El viejo, relumbrándole los ojitos que reflejaban otras antiguas fogatas, ni
miraba la escena ni miraba el pueblo, miraba el río). El arribeño notó
entonces, entre el mostrador y él, una hilera de hombres. Sin embargo, no
desarmó la guardia. Lo esperó allí, bajo el círculo cetrino de la luz, solo y
ridículo como un grabado de periódico amarillento, pero sin moverse. No
retrocedió. Dio vueltas sin apartar los ojos de la mano de Marcial: cada vez
más cerca, la mano, de su chaleco. Luego se quedaron quietos. Ni la música de
los acordeones se oía. Los dos notaron que Valeria estaba ahora al costado de
Palma; los dos también notaron algo que yo no sé escribir. Porque el brazo de
Palma se demoró, y el cajetilla, sabiendo que le iba la vida en eso, levantó la
vista y se fijó en los ojos de Marcial. Un rato largo dice la vieja Valeria que
se miraron, como reconociéndose; con una firmeza que dio miedo. Y cuando
Marcial dejó el cuchillo a un lado, sin matarlo, y dijo “defendete” y le cruzó
la cara de un cachetazo y se apartó ridículo, imitando a medias la postura del
otro, dicen que el cajetilla pareció que iba a bajar los brazos: Palma no lo
dejó. Le pegó, como pudo, un puñetazo torpe y volvió a gritarle que se
defendiera, y lo insultó. Pero no sonó como un insulto, nadie me supo decir
cómo. El cajetilla ya no buscó lucirse: pegó a quebrarlo. Al derrumbarse
Marcial, de boca contra el suelo, fue como si al otro un gran peso le aflojara
los brazos. Cuando pasó entre la gente y se puso el saco, nadie lo detuvo.

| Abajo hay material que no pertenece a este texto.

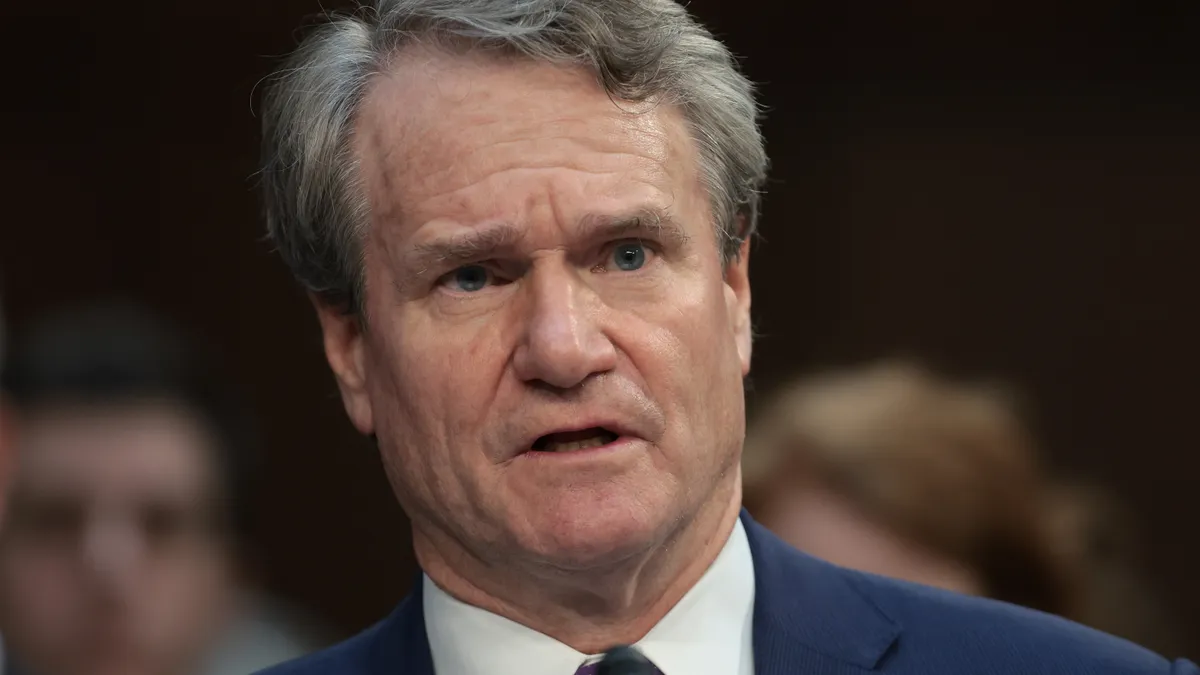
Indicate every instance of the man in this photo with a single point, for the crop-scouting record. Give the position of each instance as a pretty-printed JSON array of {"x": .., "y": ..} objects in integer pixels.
[
  {"x": 525, "y": 228},
  {"x": 127, "y": 507}
]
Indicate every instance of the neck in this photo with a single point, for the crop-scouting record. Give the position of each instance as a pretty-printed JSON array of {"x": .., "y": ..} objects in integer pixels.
[{"x": 589, "y": 610}]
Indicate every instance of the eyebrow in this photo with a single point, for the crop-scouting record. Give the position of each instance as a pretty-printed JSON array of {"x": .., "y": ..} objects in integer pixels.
[{"x": 498, "y": 239}]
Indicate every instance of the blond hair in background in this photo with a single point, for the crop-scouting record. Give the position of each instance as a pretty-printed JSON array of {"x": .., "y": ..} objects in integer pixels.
[
  {"x": 952, "y": 470},
  {"x": 945, "y": 466}
]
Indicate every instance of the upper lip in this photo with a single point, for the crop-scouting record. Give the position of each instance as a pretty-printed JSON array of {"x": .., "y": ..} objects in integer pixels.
[{"x": 616, "y": 426}]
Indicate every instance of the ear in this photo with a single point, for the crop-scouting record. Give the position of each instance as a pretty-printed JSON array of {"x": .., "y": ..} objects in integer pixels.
[
  {"x": 346, "y": 353},
  {"x": 737, "y": 303}
]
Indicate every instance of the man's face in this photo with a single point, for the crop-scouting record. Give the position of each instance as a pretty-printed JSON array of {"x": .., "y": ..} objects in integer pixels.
[
  {"x": 109, "y": 562},
  {"x": 553, "y": 354}
]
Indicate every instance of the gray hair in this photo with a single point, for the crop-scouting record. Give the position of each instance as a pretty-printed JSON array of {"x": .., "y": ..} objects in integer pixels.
[{"x": 639, "y": 49}]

Tampoco, cuando guardó el revólver. Lo miraban hacer, nomás. Valeria se animó a
tomarlo del brazo: el cajetilla la miró como si le costara reconocerla. Después
dijo no. “No, vos no te quedas con el más hombre; vos te quedas con el que gana”,
así dijo y la apartó y salió. Parece que alguno, acaso por hacer respetar a la
mujer, se le fue de atrás manoteándose la cintura pero una mano lo detuvo: la
de Marcial.
De espaldas a eso iba el arribeño, yéndose
de La Rinconada. Marcial tenía por última vez un cuchillo en la mano, dicen que
impresionaba verlo, tan alto. Valeria miraba el piso de tierra. El viejo, hacia
la Vuelta de Obligado. Lejos, empezó una tarantela.